Don’t let the ingredient list fool you; this delicious pasta dish is super simple to make! It’s a great way to make a quick and healthy dinner for any night of the week. The balsamic glaze adds a wonderful flavor to the vegetables and rotini pasta. Serve it with a side salad or as a main dish.
For 4 people
- 8 ounces - Rotini pasta
- 1 teaspoon - Extra-virgin olive oil
- 1 large - Onion
- 8 ounces - Sliced fresh mushrooms
- 2 teaspoons - Minced garlic
- 0.5 cup - Balsamic vinegar
- 0.5 teaspoon - Dried thyme
- 3 - Plum tomatoes
- 0.5 cup - Fresh parsley leaves
- 0.25 cup - Shredded Parmesan cheese
- Salt and black pepper (to taste)
- Bring 2 1/2 quarts of water to a boil in a 4 1/2-quart Dutch oven or soup pot. Add the pasta and cook until tender, 9 to 11 minutes.
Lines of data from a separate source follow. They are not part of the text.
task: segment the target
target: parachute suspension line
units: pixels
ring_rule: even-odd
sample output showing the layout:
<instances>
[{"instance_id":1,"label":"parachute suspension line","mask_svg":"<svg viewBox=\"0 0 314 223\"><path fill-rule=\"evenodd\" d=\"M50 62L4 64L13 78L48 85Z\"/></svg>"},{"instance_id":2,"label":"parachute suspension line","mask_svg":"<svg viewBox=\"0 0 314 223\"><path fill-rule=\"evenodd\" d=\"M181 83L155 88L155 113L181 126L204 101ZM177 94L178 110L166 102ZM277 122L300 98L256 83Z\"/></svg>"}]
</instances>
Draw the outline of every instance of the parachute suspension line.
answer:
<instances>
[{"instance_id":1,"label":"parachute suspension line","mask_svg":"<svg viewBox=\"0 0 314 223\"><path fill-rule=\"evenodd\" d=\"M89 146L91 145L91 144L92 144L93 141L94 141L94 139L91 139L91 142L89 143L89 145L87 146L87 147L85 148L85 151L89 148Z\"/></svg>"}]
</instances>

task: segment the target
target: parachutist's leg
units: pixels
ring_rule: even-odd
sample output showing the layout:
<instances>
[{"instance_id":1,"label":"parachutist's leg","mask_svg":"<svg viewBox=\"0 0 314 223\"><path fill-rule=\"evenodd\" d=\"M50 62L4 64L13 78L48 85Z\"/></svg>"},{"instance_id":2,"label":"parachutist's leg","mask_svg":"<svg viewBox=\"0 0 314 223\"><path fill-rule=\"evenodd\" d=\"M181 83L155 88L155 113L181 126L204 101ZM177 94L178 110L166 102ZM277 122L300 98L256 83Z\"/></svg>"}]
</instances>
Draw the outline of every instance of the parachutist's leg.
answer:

- Pour the olive oil into a 12inch, nonstick skillet. Peel and coarsely chop the onion, adding it to the skillet as you chop. Cook until the onion begins to soften, about 2 minutes. Add the mushrooms and garlic and continue to cook, stirring frequently, until the mushrooms release their liquid, about 4 minutes.
- Reduce the heat to low, add the vinegar and thyme and simmer 4 minutes.
- Meanwhile, core the tomatoes and coarsely chop them, and place them a 3-quart or larger serving bowl. If using the parsley, coarsely chop it and add it to the bowl. Set aside.
- When the vegetables have simmered, pour the sauce into the serving bowl. Drain the pasta, add it to the bowl along with the Parmesan cheese, and stir to coat the pasta with sauce. Season with salt and pepper to taste. Serve at once, passing extra Parmesan cheese at the table, if desired.
This dish is a great way to make an easy and healthy meal for your family. The balsamic glaze gives it a great flavor, and the combination of vegetables and rotini pasta makes it a well-rounded meal. Serve it as a main dish or as a side to your favorite entrée. Enjoy!